When the U.S. Supreme Court announced its final set of opinions this term, I was nearly 1,000 miles from my home, hanging out with my family on 100 acres of midwestern wilderness. Thanks to the spotty internet connection, it was impossible to follow the live coverage of the Court’s announcements as I normally would. As a result, I was blissfully unaware of the following decisions until I was able to check the news on my phone while on the road home:
- Janus v. State, County, and Municipal Employees;
- National Institute of Family and Life Advocates v. Becerra; and
- Trump v. Hawaii
In these cases, the Court dealt a blow to organized labor, harmed women’s health by supporting fake clinics, and upheld Donald Trump’s order restricting immigration and travel to the United States from eight countries, the majority of which are predominantly Muslim.
Shortly after these decisions, during our drive home, I had hoped the Middle Grade audiobook playing in the car would offer a temporary escape from the horrible news, but I was wrong.
The book was Echo by Pam Muñoz Ryan.
It follows an enchanted harmonica from its fairy-tale origins to Germany in 1933, Pennsylvania in 1935, and California in 1942. At each interval, the harmonica ends up in the hands of a child facing challenging circumstances, and as it passes from one person to the next, we are left wondering each child’s fate until the very end of the book.

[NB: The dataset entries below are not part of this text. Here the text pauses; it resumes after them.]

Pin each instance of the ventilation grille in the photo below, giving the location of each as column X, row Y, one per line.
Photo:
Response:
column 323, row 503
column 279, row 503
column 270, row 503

The audiobook is an engrossing mixture of the spoken text and haunting music, but I was only able to listen to some of it. In the midst of listening to the section on 1930s Germany, I abandoned the audiobook for the ebook, which is less emotionally stirring than hearing the words and music. It’s a children’s book, and it isn’t graphic, but I still found it very hard to listen to a fictional portrayal of the impact of Hitler’s regime on a child and his family. Its parallels to our time in the Trump Era exacerbated my anxiety about the direction of my country.
Comparisons between Hitler and Trump abound — as do criticisms of such comparisons. While I would never want to minimize what Hitler was by making cavalier and hyperbolic analogies, I also do not want to underestimate the danger Trump poses to our democracy by ignoring the parallels to Hitler. Trump is not the equivalent of Hitler, but, like Hitler, he is an authoritarian politician who did not win a majority of votes in any election and who uses racist rhetoric and propaganda to consolidate power, undermine the press, and oppress people of backgrounds he considers unworthy.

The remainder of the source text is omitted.